Oh, well. Richard would soon be able to please himself. His father wouldn’t be able to stop him. Didn’t even want to, not now. Too tired…
Weakly he turned his head the other way, and saw the white-capped heads of Betsy and Kat. Beyond them was the window. It was shut, its leaded panes with their squares of thick, greenish glass denying him a view of the world outside. He’d had the windows glazed long ago, at more expense than he liked, but he’d always detested the fact that Sweetwater House was the only dwelling for miles that could have daylight without draughts. Yet even with glazing, the daylight was partly obscured and the view scarcely visible. “Open…window,” he said thickly. “Now. Quick.”
Betsy got up at once. Kat murmured a protest, but Betsy said, “No cold wind’s a’goin’ to hurt ’un now, silly. We’d be doing this anyway, soon.” She clicked the window latch and flung the casement back, letting cool air stream into the room.
She meant that, once he was gone, someone would open the window anyway, because people always did, to let the departing soul go free. George knew that quite well. He wanted to see where he was going.
The window gave him a glimpse of Slade, the barley field, all stubble now, because the summer had been good and they’d got all the corn in and threshed, as well.
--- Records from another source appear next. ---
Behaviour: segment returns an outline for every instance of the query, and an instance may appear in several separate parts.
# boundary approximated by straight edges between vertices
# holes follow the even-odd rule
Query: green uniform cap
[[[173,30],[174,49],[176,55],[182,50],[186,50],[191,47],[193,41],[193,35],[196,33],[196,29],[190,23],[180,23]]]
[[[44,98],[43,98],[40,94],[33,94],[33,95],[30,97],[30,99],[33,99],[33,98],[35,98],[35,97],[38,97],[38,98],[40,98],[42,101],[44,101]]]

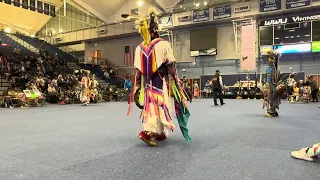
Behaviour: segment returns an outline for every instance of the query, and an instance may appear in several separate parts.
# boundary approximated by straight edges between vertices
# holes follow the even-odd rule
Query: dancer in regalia
[[[90,85],[91,80],[89,77],[90,71],[84,71],[84,76],[81,79],[81,102],[83,105],[88,105],[90,102]]]
[[[267,106],[268,117],[278,116],[277,110],[279,110],[281,96],[277,95],[276,88],[280,77],[279,66],[280,54],[270,51],[269,52],[269,66],[266,69],[266,84],[264,91],[264,105]]]
[[[174,96],[176,117],[184,138],[188,135],[187,122],[190,116],[186,107],[186,95],[180,85],[175,68],[175,58],[168,41],[160,38],[157,24],[158,13],[149,9],[148,16],[123,14],[122,17],[136,20],[136,27],[143,42],[136,48],[134,66],[135,80],[129,101],[128,115],[131,114],[131,102],[142,109],[143,130],[138,137],[150,146],[156,145],[153,139],[165,140],[175,126],[172,123],[170,90]],[[169,80],[171,75],[173,81]]]
[[[315,161],[320,159],[320,143],[314,144],[311,148],[301,148],[299,151],[293,151],[291,156],[306,161]]]

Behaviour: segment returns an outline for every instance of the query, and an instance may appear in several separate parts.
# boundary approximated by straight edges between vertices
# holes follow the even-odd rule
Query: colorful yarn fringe
[[[188,142],[191,142],[191,138],[189,136],[188,130],[188,120],[190,117],[190,112],[186,107],[186,96],[184,95],[183,91],[181,90],[180,86],[177,85],[175,82],[171,82],[172,93],[174,95],[174,104],[176,110],[176,116],[178,119],[178,124],[180,126],[180,130],[182,136]]]

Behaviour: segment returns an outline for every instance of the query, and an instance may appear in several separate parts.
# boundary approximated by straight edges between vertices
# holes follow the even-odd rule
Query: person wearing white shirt
[[[225,103],[223,102],[223,98],[222,98],[223,82],[222,82],[222,77],[220,76],[219,70],[216,70],[216,74],[213,76],[211,83],[212,83],[212,93],[213,93],[214,105],[216,105],[216,106],[218,105],[218,103],[217,103],[218,97],[220,99],[220,104],[224,105]]]

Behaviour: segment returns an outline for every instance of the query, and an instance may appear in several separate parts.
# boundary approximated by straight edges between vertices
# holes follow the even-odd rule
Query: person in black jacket
[[[216,70],[216,74],[213,76],[212,80],[212,94],[213,94],[213,101],[214,105],[218,105],[217,103],[217,97],[220,99],[220,104],[224,105],[225,103],[223,102],[222,98],[222,77],[220,76],[220,71]]]

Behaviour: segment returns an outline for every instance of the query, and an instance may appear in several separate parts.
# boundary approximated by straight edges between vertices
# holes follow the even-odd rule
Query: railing
[[[110,62],[106,58],[96,58],[96,57],[80,57],[80,64],[92,64],[92,65],[106,65],[110,68],[116,68],[115,64]]]
[[[14,34],[9,34],[9,33],[6,33],[6,35],[7,35],[9,38],[11,38],[11,39],[13,39],[14,41],[16,41],[18,44],[21,44],[22,46],[26,47],[26,48],[29,49],[30,51],[35,52],[35,53],[39,52],[39,50],[38,50],[36,47],[34,47],[34,46],[32,46],[31,44],[25,42],[23,39],[20,39],[20,38],[17,37],[16,35],[14,35]]]
[[[177,68],[196,68],[196,67],[217,67],[217,66],[230,66],[236,65],[239,59],[224,59],[215,61],[198,61],[193,62],[177,62]]]
[[[75,49],[73,49],[73,48],[70,48],[70,47],[58,47],[61,51],[63,51],[63,52],[66,52],[66,53],[68,53],[68,54],[71,54],[73,57],[75,57],[75,58],[78,58],[75,54],[74,54],[74,52],[76,51]]]

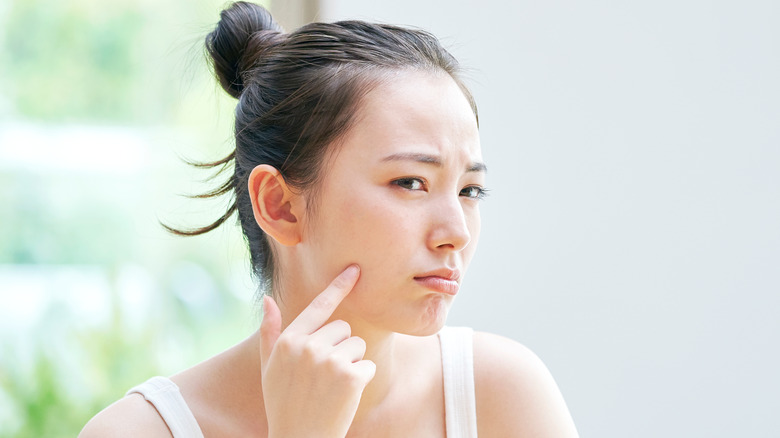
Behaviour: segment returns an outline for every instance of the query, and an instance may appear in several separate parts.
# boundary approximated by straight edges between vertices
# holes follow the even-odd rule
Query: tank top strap
[[[439,332],[447,438],[477,437],[473,338],[469,327],[444,327]]]
[[[179,387],[167,377],[152,377],[126,395],[141,394],[160,413],[173,438],[203,438],[203,432],[184,401]]]

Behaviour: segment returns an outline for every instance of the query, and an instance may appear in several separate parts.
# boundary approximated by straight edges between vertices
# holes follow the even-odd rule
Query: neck
[[[363,390],[360,405],[355,413],[354,423],[360,423],[371,416],[372,412],[382,404],[396,382],[397,366],[397,340],[398,335],[393,332],[372,330],[361,327],[356,321],[349,321],[352,327],[352,336],[358,336],[366,341],[366,354],[364,360],[370,360],[376,364],[376,374],[371,382]]]

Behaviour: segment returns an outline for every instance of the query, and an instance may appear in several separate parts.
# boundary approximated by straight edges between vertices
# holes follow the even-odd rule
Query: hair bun
[[[282,32],[271,13],[254,3],[235,2],[220,13],[217,27],[206,36],[206,51],[228,94],[241,95],[244,74],[279,42]]]

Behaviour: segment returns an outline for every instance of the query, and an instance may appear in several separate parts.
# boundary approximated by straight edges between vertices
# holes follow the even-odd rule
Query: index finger
[[[360,277],[360,268],[349,265],[287,326],[287,330],[312,334],[328,321]]]

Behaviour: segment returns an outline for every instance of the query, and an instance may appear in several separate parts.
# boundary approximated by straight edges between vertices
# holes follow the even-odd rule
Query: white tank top
[[[447,438],[477,437],[472,339],[473,330],[468,327],[444,327],[439,332]],[[179,387],[167,377],[152,377],[127,395],[135,393],[154,405],[173,438],[203,438]]]

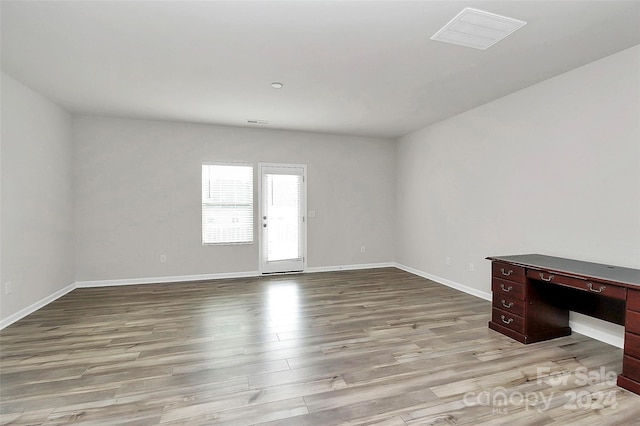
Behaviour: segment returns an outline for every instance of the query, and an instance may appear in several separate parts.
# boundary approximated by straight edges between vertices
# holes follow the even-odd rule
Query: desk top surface
[[[564,259],[562,257],[545,256],[542,254],[489,256],[487,259],[534,269],[543,269],[545,271],[580,278],[592,278],[610,283],[621,283],[628,286],[640,287],[640,269],[583,262],[581,260]]]

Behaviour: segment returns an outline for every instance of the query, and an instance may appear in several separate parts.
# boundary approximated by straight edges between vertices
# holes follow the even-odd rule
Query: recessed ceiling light
[[[284,84],[278,83],[277,81],[271,83],[271,87],[273,87],[274,89],[282,89],[282,86],[284,86]]]
[[[267,120],[247,120],[249,124],[269,124]]]
[[[467,7],[431,40],[486,50],[526,24],[518,19]]]

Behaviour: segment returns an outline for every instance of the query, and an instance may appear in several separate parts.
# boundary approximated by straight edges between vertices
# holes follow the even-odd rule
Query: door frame
[[[300,200],[300,211],[302,213],[302,227],[300,244],[302,245],[302,271],[307,270],[307,165],[306,164],[289,164],[289,163],[258,163],[258,270],[260,274],[284,274],[286,272],[264,272],[264,235],[262,231],[262,170],[266,167],[302,169],[302,199]]]

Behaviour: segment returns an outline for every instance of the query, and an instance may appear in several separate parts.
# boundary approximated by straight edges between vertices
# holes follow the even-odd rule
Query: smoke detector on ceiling
[[[527,23],[483,10],[465,8],[431,40],[487,50]]]
[[[249,124],[269,124],[269,121],[267,120],[247,120],[247,123]]]

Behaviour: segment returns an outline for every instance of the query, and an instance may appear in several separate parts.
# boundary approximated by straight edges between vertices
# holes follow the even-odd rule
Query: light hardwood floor
[[[622,351],[394,269],[76,289],[0,332],[2,424],[638,424]]]

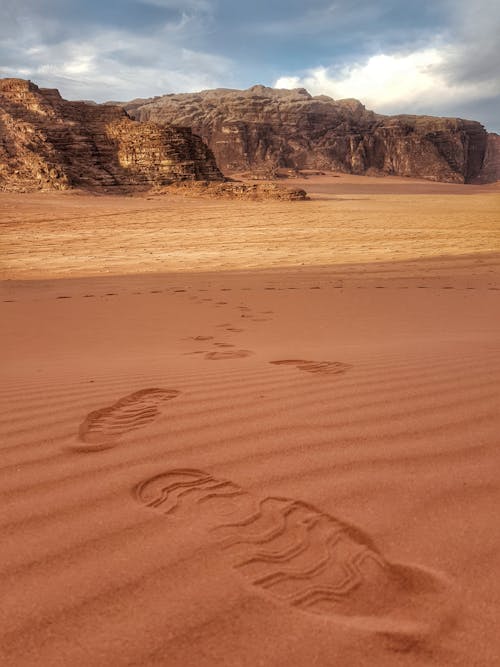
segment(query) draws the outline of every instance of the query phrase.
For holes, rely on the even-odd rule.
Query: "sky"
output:
[[[0,0],[0,77],[68,99],[263,84],[500,132],[499,0]]]

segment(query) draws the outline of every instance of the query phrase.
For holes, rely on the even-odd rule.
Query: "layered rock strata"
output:
[[[198,179],[223,176],[190,128],[137,122],[118,106],[0,80],[0,189],[130,191]]]
[[[140,121],[189,126],[224,173],[284,169],[392,174],[469,183],[481,173],[484,127],[470,120],[381,116],[357,100],[306,90],[208,90],[125,103]]]

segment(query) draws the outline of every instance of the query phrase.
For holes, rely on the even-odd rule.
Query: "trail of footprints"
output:
[[[198,336],[195,340],[210,339],[210,336]],[[233,347],[229,343],[215,343],[217,351],[195,351],[190,354],[204,354],[205,359],[240,359],[252,354],[250,350],[223,349]],[[222,349],[221,349],[222,348]],[[271,361],[276,365],[292,365],[309,373],[341,374],[351,366],[338,361],[305,361],[302,359],[281,359]],[[90,412],[78,429],[78,440],[72,449],[80,452],[95,452],[115,447],[120,438],[136,429],[147,426],[160,414],[161,407],[167,401],[180,394],[177,389],[147,388],[140,389],[120,398],[112,405]]]
[[[319,373],[321,375],[341,375],[350,368],[351,364],[344,364],[340,361],[308,361],[306,359],[277,359],[270,361],[275,366],[295,366],[300,371],[307,373]]]
[[[176,389],[141,389],[90,412],[78,429],[78,451],[100,451],[118,444],[120,437],[158,417],[161,406],[180,394]]]
[[[477,287],[477,286],[474,286],[474,287],[473,286],[465,286],[465,287],[459,286],[459,287],[457,287],[455,285],[436,285],[436,286],[434,286],[432,284],[431,285],[373,285],[373,286],[366,286],[366,285],[356,285],[356,284],[344,285],[343,283],[341,283],[339,285],[329,285],[329,286],[324,285],[323,287],[320,287],[319,285],[314,285],[312,287],[303,287],[302,289],[304,289],[304,290],[305,289],[319,290],[319,289],[324,289],[324,288],[328,289],[328,287],[330,287],[331,289],[344,289],[344,288],[351,288],[351,289],[431,289],[431,290],[451,290],[451,289],[454,289],[454,290],[457,290],[457,291],[461,291],[461,290],[500,291],[499,286],[492,286],[491,284],[488,284],[486,286],[479,286],[479,287]],[[301,288],[288,287],[288,286],[286,286],[286,287],[264,287],[265,291],[285,290],[285,289],[287,289],[287,290],[299,290]],[[251,291],[252,288],[251,287],[241,287],[240,290],[246,292],[246,291]],[[165,289],[148,290],[149,294],[164,294],[164,293],[168,293],[168,292],[172,292],[172,294],[176,294],[176,293],[187,292],[187,291],[188,290],[186,290],[186,289],[173,289],[171,287],[170,288],[167,287]],[[199,289],[198,290],[198,292],[206,292],[206,291],[207,291],[206,289]],[[232,290],[228,289],[228,288],[221,289],[221,292],[230,292],[230,291],[232,291]],[[143,294],[143,292],[135,291],[135,292],[131,292],[131,294],[139,295],[139,294]],[[103,294],[79,294],[79,295],[60,294],[60,295],[57,295],[53,298],[54,299],[72,299],[74,297],[76,297],[76,298],[78,298],[78,297],[81,297],[81,298],[90,298],[90,297],[103,298],[105,296],[118,296],[118,293],[117,292],[106,292],[106,293],[103,293]],[[213,301],[212,298],[208,298],[208,299],[196,299],[196,297],[189,297],[189,298],[192,299],[192,300],[197,301],[198,303],[201,303],[203,301],[206,301],[206,302]],[[16,303],[16,302],[17,302],[17,299],[2,299],[2,303]],[[218,303],[218,305],[226,305],[226,304],[227,304],[227,302],[219,302]],[[242,317],[251,317],[251,316],[250,315],[242,315]],[[264,319],[255,319],[254,321],[264,322],[266,320],[264,320]]]
[[[446,601],[444,579],[388,561],[363,531],[309,503],[258,498],[191,469],[146,479],[133,495],[180,527],[201,522],[253,586],[300,610],[421,627]]]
The names of his fields told themselves over in his head: Long Meadow, Slade, Quillet, Three Corner Mead…
He had been proud of them, all the more so because they were really his. He knew that in many places fields were communal, with each farmer cultivating just a strip, or perhaps more than one, but compelled to plant the same crop as everyone else and changing strips each year. Here in the southwest, it was different. Here, a man’s fields were his own.
Beyond the farmland was a dark green line, the trees of Allerbrook combe, and in the distance strode the skyline of the moorland’s highest ridge, swimming in lemon light. There were strange mounds on the hilltops of Exmoor, said to be the graves of pagan people who had lived here long, long ago. He’d like to be buried in a mound on high ground, but he’d have to be content with a grave in the churchyard of St. Anne’s. He wou
ldn’t even be able to hear the sound of the Allerbrook…well, no, he wouldn’t be able to hear anything, near or far, but…
He was growing confused and things were fading again. But how lovely was the light on those moors. He’d never attended to it in life. Been too damn busy trying to control that awkward son of his. Now he wanted to float away into that glorious sky, to dissolve into it, to be part of it….
His eyes closed. The voices around him became irrelevant once more and then were gone. Father Bernard, gentle now, spoke a final prayer and Richard, also gently, kissed his father’s brow and drew up the sheet.
“It was a good passing,” he said.
The priest nodded. “Yes, it was. I will make arrangements for the burial. Will you decide when the best day would be, and let me know?”
“Of course,” Richard said. “I shall have much to do.”
And organising the funeral would be only part of that. To Richard—and though he didn’t speak of it aloud, he didn’t conceal it from himself, either—the golden light of the descending sun was a sign of golden opportunity. He would give his father a respectful farewell, as a good son should. But his mental list of the people he would invite included some with whom he particularly wanted to talk, and the sooner the better. He had plans, and now, at last, he was free to put them into action.